Gradient of Gaussian Mixture Model (GMM), with respect to mean and probability $a_i$.
A GMM assumes that data has been sampled from the distribution
$$p(\textbf{x}\mid \textbf{a}, \textbf{μ}, \textbf{Σ)} = \sum_{i=1}^K a_i \mathcal{N}(\textbf{x}\mid \textbf{μ}_i, \textbf{Σ}_i)$$
where (a, μ, Σ) are the parameters of the model.
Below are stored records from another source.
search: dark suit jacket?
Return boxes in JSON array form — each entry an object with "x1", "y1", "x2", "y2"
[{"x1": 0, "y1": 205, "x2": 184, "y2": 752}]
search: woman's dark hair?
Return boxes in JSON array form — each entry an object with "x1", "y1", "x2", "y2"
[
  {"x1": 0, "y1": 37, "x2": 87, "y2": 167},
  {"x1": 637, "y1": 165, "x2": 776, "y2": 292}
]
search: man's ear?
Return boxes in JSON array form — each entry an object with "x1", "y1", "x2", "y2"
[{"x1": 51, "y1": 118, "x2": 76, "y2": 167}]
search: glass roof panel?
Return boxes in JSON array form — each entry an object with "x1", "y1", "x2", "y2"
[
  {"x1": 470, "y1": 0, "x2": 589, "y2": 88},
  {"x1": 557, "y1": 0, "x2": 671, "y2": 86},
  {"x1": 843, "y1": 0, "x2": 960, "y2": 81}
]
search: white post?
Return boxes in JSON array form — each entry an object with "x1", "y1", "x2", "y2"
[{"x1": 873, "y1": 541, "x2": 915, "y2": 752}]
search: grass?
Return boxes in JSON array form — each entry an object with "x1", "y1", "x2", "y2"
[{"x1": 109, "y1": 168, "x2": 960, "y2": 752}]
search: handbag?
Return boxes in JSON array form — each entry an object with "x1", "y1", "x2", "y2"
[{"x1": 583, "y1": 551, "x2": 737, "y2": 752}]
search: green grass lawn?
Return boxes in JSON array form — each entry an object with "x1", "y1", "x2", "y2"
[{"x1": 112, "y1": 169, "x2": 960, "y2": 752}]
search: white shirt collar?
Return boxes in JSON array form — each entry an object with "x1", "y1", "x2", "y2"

The Maximum Likelihood objective is defined as:
$$L = -\sum_{i=1}^N \log(p(\textbf{x}^{(i)}\mid \textbf{a}, \textbf{μ}, \textbf{Σ)}).$$
My goal is to derive the gradient of the loss $L$ with respect to $a_k$ and μ$_k$. After some differentiation, I reached the following results:
$$\frac{\partial L}{\partial a_k} = -\sum\limits_{i=1}^N \frac{\mathcal{N}(\textbf{x}^{(i)}\mid \textbf{μ}_k, \textbf{Σ}_k)}{p(\textbf{x}^{(i)}\mid \textbf{a}, \textbf{μ}, \textbf{Σ)}},$$
$$\frac{\partial L}{\partial \textbf{μ}_k} = -\sum\limits_{i=1}^N a_k\left(\textbf{x}^{(i)} - \textbf{μ}_k\right)^T\textbf{Σ}_k^{-1} \frac{\mathcal{N}(\textbf{x}^{(i)}\mid \textbf{μ}_k, \textbf{Σ}_k)}{p(\textbf{x}^{(i)}\mid \textbf{a}, \textbf{μ}, \textbf{Σ)}}$$
I am quite doubtful about those results though, so I was wondering if someone could verify them for me (if needed I will also post the calculations).